MB May 2021 Special Report | 17 talented young people


José Álvares was made partner at just 29 and has been a prominent lawyer among the younger generation. He has also become a current affairs commentator and has been sharing views on Macau and Hong Kong, while refusing to jump on the China-bashing bandwagon.

Of the several young Portuguese lawyers that have arrived in Macau in the past decade, one has stood out: José Álvares.

He got here by chance: after graduation, a six-month internship at a Macau-based law firm seemed like a sound opportunity to kickstart his career. Thereafter he was picked up by a veteran Portuguese lawyer in the region with whom he’d collaborated closely for five years. He then left to team up with a friend, engineer-turned-lawyer Barry Cheong, and CA Lawyers came into being, with Jose Álvares a founding partner at the age of 29. He credits being surrounded by a truly welcoming community – his clients are mostly local, among them friends and others who gave him a chance, accepting him with open arms into reputable organizations such as the Hong Kong General Chamber of Commerce and the Hong Kong Securities and Investment Institute. He resists the temptation to give further details – in this profession (as in others) discretion is key, a policy he takes especially seriously given his position as a council member on the Macau Lawyers Ethics Board (where he was recently re-elected to another two-year term).

Like the majority of lawyers in Macau, Mr Álvares is primarily a generalist. That being said, while previously he worked extensively in the financial sector, he is now more focused on civil litigation as well as on corporate and private wealth advice.

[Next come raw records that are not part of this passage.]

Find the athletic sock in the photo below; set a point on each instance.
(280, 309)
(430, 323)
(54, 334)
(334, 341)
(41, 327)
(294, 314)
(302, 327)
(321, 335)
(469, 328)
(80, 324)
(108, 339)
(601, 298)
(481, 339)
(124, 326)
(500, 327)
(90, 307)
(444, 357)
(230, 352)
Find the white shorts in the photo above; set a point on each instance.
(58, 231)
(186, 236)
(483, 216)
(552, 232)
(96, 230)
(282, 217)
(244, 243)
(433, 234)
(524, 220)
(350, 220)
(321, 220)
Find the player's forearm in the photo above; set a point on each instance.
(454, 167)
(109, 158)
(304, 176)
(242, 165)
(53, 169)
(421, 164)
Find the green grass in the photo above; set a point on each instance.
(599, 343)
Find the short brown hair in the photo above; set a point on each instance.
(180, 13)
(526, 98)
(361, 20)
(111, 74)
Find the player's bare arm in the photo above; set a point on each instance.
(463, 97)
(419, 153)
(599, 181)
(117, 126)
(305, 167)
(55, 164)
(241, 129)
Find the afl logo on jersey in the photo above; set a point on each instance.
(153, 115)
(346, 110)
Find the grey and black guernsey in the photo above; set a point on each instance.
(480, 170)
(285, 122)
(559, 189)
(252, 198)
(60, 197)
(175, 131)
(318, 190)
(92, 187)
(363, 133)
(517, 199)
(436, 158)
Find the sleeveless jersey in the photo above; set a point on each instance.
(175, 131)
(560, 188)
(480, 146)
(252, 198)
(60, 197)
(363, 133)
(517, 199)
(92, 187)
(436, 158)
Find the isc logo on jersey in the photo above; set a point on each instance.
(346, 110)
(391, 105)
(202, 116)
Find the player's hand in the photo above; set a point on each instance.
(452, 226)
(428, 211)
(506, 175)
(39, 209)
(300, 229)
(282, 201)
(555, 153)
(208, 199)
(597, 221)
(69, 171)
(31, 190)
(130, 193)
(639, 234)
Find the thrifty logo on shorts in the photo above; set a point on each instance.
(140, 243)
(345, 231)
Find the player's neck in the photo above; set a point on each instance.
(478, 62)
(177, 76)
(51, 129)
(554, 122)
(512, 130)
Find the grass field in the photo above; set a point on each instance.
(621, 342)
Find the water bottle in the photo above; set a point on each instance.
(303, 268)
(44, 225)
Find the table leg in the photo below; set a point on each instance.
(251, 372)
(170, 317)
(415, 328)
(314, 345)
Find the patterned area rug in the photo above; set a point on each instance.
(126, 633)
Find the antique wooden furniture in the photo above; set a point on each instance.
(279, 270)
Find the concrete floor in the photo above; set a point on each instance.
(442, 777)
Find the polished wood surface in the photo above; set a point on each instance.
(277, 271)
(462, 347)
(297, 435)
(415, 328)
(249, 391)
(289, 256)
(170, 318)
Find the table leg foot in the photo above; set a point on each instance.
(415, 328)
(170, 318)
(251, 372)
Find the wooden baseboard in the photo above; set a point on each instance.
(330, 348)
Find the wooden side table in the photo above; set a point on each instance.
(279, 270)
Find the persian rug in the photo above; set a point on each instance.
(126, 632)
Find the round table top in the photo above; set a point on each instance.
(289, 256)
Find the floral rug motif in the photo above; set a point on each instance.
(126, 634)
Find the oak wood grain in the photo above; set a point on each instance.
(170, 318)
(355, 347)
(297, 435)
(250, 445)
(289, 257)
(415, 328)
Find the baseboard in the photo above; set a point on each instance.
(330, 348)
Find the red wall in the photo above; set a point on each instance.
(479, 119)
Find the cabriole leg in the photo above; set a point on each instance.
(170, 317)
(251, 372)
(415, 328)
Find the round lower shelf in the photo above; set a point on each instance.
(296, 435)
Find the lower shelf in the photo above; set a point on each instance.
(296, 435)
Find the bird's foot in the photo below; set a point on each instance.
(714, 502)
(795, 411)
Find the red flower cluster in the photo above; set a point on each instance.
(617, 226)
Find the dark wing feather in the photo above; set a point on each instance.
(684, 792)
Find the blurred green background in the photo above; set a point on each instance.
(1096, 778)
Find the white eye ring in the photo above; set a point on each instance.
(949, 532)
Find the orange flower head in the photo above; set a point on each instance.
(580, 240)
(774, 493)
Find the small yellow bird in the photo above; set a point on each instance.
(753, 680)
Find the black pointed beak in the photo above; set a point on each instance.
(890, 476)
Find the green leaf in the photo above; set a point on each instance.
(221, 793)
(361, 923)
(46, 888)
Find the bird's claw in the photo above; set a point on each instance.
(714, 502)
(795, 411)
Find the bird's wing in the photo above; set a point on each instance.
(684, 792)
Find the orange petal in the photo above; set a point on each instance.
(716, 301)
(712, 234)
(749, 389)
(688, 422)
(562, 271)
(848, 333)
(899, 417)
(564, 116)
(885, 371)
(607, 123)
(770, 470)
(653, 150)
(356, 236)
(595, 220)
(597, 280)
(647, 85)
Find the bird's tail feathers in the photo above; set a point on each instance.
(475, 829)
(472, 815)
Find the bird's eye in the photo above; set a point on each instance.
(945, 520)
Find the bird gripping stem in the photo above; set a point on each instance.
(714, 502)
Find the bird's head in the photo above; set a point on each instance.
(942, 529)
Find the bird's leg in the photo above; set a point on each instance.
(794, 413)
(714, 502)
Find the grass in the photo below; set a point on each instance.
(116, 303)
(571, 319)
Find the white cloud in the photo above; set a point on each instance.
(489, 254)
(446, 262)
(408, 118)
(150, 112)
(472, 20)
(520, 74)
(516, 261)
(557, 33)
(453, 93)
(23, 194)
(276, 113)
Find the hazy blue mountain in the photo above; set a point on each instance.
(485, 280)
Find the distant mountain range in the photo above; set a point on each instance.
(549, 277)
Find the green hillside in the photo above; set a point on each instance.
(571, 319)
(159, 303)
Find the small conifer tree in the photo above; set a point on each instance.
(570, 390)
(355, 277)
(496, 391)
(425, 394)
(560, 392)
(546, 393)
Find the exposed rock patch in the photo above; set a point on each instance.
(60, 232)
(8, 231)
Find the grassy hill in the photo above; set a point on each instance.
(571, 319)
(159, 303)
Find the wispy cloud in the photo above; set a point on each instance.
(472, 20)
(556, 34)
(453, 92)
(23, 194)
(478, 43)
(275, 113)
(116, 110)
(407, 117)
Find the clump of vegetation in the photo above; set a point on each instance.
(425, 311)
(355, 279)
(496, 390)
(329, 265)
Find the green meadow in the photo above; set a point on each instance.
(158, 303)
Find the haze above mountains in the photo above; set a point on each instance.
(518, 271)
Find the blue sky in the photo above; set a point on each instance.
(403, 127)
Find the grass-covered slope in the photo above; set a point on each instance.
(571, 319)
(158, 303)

His story is a rare one in that, given the current environment, he created a new office in a traditional sector after just 5 years in a new city and before he’d turned 30 (he is now 32).

That’s not the only reason we put him on this list, however.

In recent years, José Álvares has also been providing political commentary in the media on several matters, including some more “sensitive” than others.

Last year, for example, when a number of non-Chinese commentators criticized Hong Kong’s national security bill, he remarked – while not touting it as the ideal way forward – that he believed the protesters’ radicalism had ultimately forced Beijing’s hand.

“I will not unreflectively jump on the China-bashing bandwagon – far from it,” he stresses. “I think there is a certain level of misunderstanding of China. I have a lot more to learn, but at least I’ve had a chance to have a glimpse of it on the ground”. José Álvares sees no reason to come here with a proclaimed superiority that could lead to unsettling a community that has crafted its own flourishing path. Moreover, he says, given time, one finds examples of healthy interaction and exchange: “with Deng Xiaoping, on the economic front there was a gradual opening to foreigners and a shift to a more market-based economy, which was typical of the West”.

In his free time, José is a sports addict, currently playing on local team Chiba in the 3rd Division of the Macau Football Association. He also engages in volunteering initiatives, currently taking part in Oxfam Hong Kong, whose main cause is poverty alleviation – a key, he says, to a sustainable future.